Beyond malignancy: recognising testicular adrenal rest tumours

Main Article Content

J Hermann
E Rhode
WM du Plessis

Abstract

Background: Testicular adrenal rest tumours (TART) are sporadic testicular masses mainly occurring in individuals with congenital adrenal hyperplasia (CAH) due to stimulation by adrenocorticotropic hormone (ACTH).1,2 If not detected early, these masses can lead to testicular dysfunction and infertility.1,3 This report presents two cases of TARTs, one in a child and another in an adult, highlighting differences in clinical presentation, diagnostic challenges, and management approaches.
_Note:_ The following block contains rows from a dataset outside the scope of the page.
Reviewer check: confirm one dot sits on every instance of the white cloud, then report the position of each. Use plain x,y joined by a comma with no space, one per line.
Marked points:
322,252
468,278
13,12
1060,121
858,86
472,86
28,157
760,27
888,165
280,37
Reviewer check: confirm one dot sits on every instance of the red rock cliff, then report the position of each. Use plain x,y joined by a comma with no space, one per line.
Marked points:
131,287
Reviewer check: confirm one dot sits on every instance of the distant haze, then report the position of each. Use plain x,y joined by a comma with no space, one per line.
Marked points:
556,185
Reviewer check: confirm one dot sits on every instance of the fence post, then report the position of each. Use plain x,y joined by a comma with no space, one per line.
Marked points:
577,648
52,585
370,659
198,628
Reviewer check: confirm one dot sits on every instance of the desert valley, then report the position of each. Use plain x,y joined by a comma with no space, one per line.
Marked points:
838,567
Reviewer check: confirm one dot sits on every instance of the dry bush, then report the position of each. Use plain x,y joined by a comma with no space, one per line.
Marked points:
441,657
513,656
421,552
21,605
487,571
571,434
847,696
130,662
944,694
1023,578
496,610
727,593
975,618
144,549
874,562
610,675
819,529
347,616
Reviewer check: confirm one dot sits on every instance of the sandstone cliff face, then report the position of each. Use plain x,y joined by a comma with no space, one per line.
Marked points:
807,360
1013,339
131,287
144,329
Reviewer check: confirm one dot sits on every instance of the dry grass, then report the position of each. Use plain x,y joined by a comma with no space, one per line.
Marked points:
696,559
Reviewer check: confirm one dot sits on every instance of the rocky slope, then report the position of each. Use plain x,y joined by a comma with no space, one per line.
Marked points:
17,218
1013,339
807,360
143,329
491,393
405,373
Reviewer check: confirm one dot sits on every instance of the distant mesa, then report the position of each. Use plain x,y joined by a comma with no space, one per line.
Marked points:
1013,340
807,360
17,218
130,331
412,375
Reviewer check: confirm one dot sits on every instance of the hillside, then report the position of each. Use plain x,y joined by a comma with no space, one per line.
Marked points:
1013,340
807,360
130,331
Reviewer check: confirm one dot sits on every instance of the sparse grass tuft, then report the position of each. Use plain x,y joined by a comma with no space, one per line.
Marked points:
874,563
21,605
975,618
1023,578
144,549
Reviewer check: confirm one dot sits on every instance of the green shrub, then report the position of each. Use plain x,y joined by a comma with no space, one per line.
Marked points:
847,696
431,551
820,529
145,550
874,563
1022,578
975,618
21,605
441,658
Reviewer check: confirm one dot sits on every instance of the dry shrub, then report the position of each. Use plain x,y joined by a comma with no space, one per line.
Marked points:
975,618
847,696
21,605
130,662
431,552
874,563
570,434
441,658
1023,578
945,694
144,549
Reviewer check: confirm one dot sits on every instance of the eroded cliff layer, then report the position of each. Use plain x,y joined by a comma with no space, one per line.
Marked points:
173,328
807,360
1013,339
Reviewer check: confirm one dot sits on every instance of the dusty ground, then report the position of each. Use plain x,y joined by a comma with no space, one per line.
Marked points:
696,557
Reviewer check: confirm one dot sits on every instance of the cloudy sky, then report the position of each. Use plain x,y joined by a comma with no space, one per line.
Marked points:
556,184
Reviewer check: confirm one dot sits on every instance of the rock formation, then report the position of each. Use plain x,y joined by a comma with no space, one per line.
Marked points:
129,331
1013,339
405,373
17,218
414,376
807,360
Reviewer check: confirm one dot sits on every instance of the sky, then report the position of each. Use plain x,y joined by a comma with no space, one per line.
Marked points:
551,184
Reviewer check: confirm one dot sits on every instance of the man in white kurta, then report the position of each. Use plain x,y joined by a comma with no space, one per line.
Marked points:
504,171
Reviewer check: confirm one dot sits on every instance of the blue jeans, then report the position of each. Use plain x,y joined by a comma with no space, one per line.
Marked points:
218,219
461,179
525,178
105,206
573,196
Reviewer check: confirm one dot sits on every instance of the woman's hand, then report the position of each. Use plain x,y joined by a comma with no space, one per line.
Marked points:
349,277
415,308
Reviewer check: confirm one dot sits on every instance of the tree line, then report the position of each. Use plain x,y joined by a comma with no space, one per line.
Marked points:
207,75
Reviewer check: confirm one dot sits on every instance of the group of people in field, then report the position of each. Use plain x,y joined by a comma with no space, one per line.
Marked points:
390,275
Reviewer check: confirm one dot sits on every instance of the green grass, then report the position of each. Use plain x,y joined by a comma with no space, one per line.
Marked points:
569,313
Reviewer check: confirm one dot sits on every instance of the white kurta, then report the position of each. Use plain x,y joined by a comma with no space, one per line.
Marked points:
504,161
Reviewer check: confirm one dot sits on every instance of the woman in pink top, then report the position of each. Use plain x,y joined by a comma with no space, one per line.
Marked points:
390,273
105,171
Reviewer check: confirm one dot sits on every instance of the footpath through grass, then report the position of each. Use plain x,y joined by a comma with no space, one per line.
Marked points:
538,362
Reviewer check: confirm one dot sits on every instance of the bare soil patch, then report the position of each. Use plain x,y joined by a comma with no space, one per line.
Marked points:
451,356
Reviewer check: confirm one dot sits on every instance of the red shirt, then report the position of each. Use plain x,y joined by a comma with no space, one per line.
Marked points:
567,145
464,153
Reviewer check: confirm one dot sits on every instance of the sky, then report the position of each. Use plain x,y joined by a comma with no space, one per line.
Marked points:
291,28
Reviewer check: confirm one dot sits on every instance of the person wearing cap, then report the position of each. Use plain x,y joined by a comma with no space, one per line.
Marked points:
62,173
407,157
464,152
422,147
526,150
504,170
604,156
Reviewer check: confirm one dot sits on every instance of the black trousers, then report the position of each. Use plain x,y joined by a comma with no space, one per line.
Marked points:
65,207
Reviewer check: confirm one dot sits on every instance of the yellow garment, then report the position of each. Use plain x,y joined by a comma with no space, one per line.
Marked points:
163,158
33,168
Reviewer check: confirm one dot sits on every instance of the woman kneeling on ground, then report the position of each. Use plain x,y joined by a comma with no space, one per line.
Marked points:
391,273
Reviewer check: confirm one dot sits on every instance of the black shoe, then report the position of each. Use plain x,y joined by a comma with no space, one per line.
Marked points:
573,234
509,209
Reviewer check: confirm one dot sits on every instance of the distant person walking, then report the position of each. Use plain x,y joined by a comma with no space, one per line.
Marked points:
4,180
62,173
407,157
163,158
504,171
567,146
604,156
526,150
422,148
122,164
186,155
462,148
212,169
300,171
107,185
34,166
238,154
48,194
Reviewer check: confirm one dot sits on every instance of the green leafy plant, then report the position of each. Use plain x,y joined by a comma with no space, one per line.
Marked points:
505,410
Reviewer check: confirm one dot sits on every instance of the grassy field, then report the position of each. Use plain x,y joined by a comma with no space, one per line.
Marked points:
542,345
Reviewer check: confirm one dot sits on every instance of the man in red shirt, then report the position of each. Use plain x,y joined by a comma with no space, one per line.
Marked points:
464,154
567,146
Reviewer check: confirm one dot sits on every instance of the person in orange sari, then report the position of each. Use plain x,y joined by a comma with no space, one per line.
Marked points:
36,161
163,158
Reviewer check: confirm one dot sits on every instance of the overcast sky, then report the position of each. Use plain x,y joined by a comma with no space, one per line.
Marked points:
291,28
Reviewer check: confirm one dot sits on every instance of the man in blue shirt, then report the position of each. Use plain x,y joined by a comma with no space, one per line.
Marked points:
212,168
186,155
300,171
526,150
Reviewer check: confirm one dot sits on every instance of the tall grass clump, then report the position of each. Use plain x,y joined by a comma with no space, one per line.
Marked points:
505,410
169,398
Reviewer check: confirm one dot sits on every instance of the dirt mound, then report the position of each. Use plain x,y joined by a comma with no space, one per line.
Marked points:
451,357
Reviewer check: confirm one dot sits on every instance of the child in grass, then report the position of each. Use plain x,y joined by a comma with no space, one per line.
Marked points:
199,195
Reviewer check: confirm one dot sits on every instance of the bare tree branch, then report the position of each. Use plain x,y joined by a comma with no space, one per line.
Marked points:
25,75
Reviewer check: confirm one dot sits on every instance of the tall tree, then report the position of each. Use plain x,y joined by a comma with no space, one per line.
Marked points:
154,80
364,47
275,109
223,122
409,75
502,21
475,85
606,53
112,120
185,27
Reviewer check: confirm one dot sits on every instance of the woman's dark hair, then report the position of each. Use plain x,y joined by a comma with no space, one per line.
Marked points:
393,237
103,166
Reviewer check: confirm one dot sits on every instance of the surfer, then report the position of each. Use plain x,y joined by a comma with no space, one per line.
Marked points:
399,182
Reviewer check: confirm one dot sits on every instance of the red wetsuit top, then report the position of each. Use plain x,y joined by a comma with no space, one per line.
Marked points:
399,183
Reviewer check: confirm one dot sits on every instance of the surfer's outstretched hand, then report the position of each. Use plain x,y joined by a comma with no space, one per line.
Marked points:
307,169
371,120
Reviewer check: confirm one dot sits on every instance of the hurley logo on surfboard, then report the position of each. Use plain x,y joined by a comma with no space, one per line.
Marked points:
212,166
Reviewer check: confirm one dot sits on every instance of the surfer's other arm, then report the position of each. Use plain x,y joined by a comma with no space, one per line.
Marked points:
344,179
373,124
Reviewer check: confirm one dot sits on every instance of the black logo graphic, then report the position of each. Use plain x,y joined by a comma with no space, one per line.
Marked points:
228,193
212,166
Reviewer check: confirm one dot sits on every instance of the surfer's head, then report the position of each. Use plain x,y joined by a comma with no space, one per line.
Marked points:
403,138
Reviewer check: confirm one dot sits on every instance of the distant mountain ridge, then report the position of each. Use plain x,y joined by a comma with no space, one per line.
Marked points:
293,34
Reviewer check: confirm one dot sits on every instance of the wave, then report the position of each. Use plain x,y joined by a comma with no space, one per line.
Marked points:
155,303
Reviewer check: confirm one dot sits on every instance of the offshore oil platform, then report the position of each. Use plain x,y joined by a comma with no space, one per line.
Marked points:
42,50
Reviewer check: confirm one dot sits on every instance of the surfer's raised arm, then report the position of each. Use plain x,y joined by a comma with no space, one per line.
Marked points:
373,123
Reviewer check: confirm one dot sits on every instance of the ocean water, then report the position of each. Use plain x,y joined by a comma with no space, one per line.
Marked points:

Methods: Both cases with established CAH presented with testicular masses, which were diagnosed through a combination of clinical evaluation, hormonal profiling, and testicular ultrasound. Management focused on optimisation of glucocorticoid therapy and regular follow-up to monitor tumour progression and prevent unnecessary surgical procedures.


Results: In both cases, TARTs were confirmed. The paediatric patient had an early-stage TART with preserved testicular function, whereas the adult patient exhibited impaired testicular function with elevated ACTH levels. Following improvement in glucocorticoid therapy, the paediatric patient showed a decrease in tumour size, while the adult patient showed a stable tumour size with no further decline in testicular function. Surgical intervention was not required for either patient, emphasising the significance of early diagnosis and management in preventing long-term complications.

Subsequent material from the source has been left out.